Routine and special histological staining is particularly useful for histological subtyping of gastric carcinomas and IMs.

Keywords: Gastric carcinomahistochemistryintestinal metaplasia of stomachmucin stain

INTRODUCTION

The incidence of gastric carcinoma has declined by two-thirds over the last few decades in some countries such as United States and England while in some others, such as in Japan, Chile and Italy, it remains inordinately high.[] In most instances, gastric carcinoma arises in a background of chronic atrophic gastritis with intestinal metaplasia (IM) and is preceded by various stages of dysplasia and carcinoma in situ.[] IM is referred to as progressive replacement of gastric mucosa by epithelium having the features of the intestinal epithelium of either small or large bowel type. IM has been divided into Type-I (complete) and Types-II and III (incomplete).[] Infection with Helicobacter pylori results in chronic active gastritis, which consistently affects the gastric antrum.[] Finally persistent H. pylori may lead to the progression of chronic active gastritis to chronic gastritis with a variable degree of atrophy. Chronic atrophic gastritis and its associated lesion, IM are the most ubiquitous precursors of intestinal type gastric carcinoma.[] Demonstration of mucin in gastric metaplastic changes and in invasive carcinomas is imperative as the Lauren classification has been incorporated in the World Health Organization classification of tumors. The Lauren classification has proven useful in evaluating the natural history of gastric carcinoma, particularly with regard to its association with environmental factors, incidence trends and its precursors and is based on metaplastic epithelium, growth pattern and the character of mucin.[]

The present prospective study was undertaken to classify different types of IM and gastric adenocarcinoma, to find evidences of infection of H. pylori and to correlate the patterns of different types of mucin in such cases. The study also intended to assess whether different mucin stains can assist in the histological subtyping of IM and gastric carcinoma.


MATERIALS AND METHODS

The present study was conducted during a 2 years period at NRSMC & H, Kolkata. Gastrectomy and gastric biopsy specimens of patients having clinical, radiological and endoscopic features suggestive of gastric malignancy were selected for the present study.

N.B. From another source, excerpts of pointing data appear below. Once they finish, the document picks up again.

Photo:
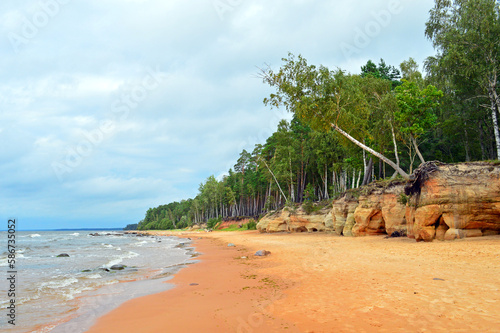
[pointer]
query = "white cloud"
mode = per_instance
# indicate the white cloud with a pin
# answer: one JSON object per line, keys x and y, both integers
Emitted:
{"x": 64, "y": 82}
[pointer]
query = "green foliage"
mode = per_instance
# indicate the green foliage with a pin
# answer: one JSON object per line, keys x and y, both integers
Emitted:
{"x": 416, "y": 113}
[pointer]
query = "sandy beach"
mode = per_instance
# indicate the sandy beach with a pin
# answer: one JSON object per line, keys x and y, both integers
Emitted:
{"x": 314, "y": 282}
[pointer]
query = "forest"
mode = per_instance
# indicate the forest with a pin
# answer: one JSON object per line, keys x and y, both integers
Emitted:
{"x": 351, "y": 129}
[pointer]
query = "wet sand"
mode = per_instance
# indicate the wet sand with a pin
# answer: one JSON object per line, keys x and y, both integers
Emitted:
{"x": 323, "y": 283}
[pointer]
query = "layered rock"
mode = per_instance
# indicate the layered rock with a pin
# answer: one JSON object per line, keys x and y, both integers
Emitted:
{"x": 454, "y": 201}
{"x": 296, "y": 221}
{"x": 343, "y": 213}
{"x": 380, "y": 210}
{"x": 442, "y": 201}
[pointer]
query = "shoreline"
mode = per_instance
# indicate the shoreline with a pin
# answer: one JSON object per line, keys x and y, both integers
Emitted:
{"x": 323, "y": 283}
{"x": 92, "y": 303}
{"x": 221, "y": 293}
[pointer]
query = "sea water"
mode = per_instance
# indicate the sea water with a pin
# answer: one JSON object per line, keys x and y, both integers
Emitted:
{"x": 67, "y": 294}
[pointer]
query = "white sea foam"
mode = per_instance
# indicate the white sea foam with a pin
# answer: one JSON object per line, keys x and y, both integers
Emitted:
{"x": 94, "y": 276}
{"x": 139, "y": 244}
{"x": 61, "y": 283}
{"x": 113, "y": 262}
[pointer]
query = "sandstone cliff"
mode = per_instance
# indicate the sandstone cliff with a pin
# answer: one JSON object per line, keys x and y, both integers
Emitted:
{"x": 442, "y": 201}
{"x": 454, "y": 201}
{"x": 296, "y": 221}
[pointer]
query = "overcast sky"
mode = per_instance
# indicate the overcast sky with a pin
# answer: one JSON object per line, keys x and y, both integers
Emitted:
{"x": 109, "y": 107}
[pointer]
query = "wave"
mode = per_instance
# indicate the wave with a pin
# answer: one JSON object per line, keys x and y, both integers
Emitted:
{"x": 119, "y": 259}
{"x": 61, "y": 283}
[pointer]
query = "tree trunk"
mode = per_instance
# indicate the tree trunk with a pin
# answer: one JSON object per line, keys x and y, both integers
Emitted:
{"x": 373, "y": 152}
{"x": 494, "y": 118}
{"x": 368, "y": 173}
{"x": 412, "y": 138}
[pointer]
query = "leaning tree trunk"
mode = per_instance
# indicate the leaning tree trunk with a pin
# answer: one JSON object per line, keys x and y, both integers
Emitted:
{"x": 416, "y": 148}
{"x": 373, "y": 152}
{"x": 494, "y": 105}
{"x": 368, "y": 173}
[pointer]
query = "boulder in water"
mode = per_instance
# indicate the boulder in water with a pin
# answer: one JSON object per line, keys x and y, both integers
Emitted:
{"x": 117, "y": 267}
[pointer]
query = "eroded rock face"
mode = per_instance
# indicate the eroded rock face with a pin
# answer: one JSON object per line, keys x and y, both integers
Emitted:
{"x": 343, "y": 212}
{"x": 297, "y": 221}
{"x": 443, "y": 202}
{"x": 454, "y": 201}
{"x": 381, "y": 211}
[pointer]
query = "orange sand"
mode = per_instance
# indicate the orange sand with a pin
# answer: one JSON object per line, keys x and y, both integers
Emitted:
{"x": 324, "y": 283}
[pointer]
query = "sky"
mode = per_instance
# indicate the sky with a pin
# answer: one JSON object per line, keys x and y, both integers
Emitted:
{"x": 110, "y": 107}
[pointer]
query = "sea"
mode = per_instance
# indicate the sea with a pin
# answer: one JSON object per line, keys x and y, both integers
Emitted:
{"x": 67, "y": 294}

History, clinical finding, laboratory and radiological investigations

Detailed history, clinical features especially duration of symptoms, features suggestive of H. pylori infection was evaluated. In all patients, findings of routine blood and stool examination (including occult blood test) were noted. Radiological examinations {ultrasonography (USG), computed tomography (CT) scan, Barium meal radiography} and endoscopy were done to assess the site and nature of the lesion. Endoscopic biopsy specimens were examined for H. pylori by rapid urease test (RUT). In cases of gastrectomy specimen, two gastric mucosal biopsies from the prepyloric antrum and lower body of the gastrectomy specimen were obtained before fixation and were immediately processed with the RUT kit and color change was monitored for up to 24 h.[]

Pathological evaluation

In gross examination, type of specimen was noted. In gastrectomy specimens, site, size and character of the lesion, lymph node and marginal status were noted. Blocks were prepared from tissues taken as per standard protocol. For microscopic study, hematoxylene and eosin (H and E), southgate mucicarmine and periodic acid schiff-alcian blue (PAS-AB) were performed for morphological evaluation and the typing of mucin [Figure 1]. Gomori aldehyde fuchsin (GAF) – AB staining was done in cases of IM. For isolation of H. pylori, giemsa staining was performed.

Fig. 1 (a) Algorithm of different types mucin, stains for demonstration and color for positivity (in bracket) used in the present study. Gomori aldehyde fuchsin – alcian blue. (b) Types of mucin present in intestinal metaplasia

RESULTS

A total of 70 cases – 26 endoscopic biopsies and 44 gastrectomy specimens were included in the study. The overall male to female ratio was 2.89:1 (52 being males and 18 females). Age ranged from 22 years to 78 years, the mean age being 46.43 years. A total of 26 patients (37.1%) of were found in 41-50 years age group followed by 19 (27.1%) in the 51-60 years and 9 (12.9%) in 61-70 years group [Table 1].

Table 1

Age and sex distribution of patients

Routine blood examination revealed anemia in 57 (81.4%) patients, 54 of whom had gastric carcinoma. Occult blood in stool was present in 28 (40.0%) cases of gastric carcinoma.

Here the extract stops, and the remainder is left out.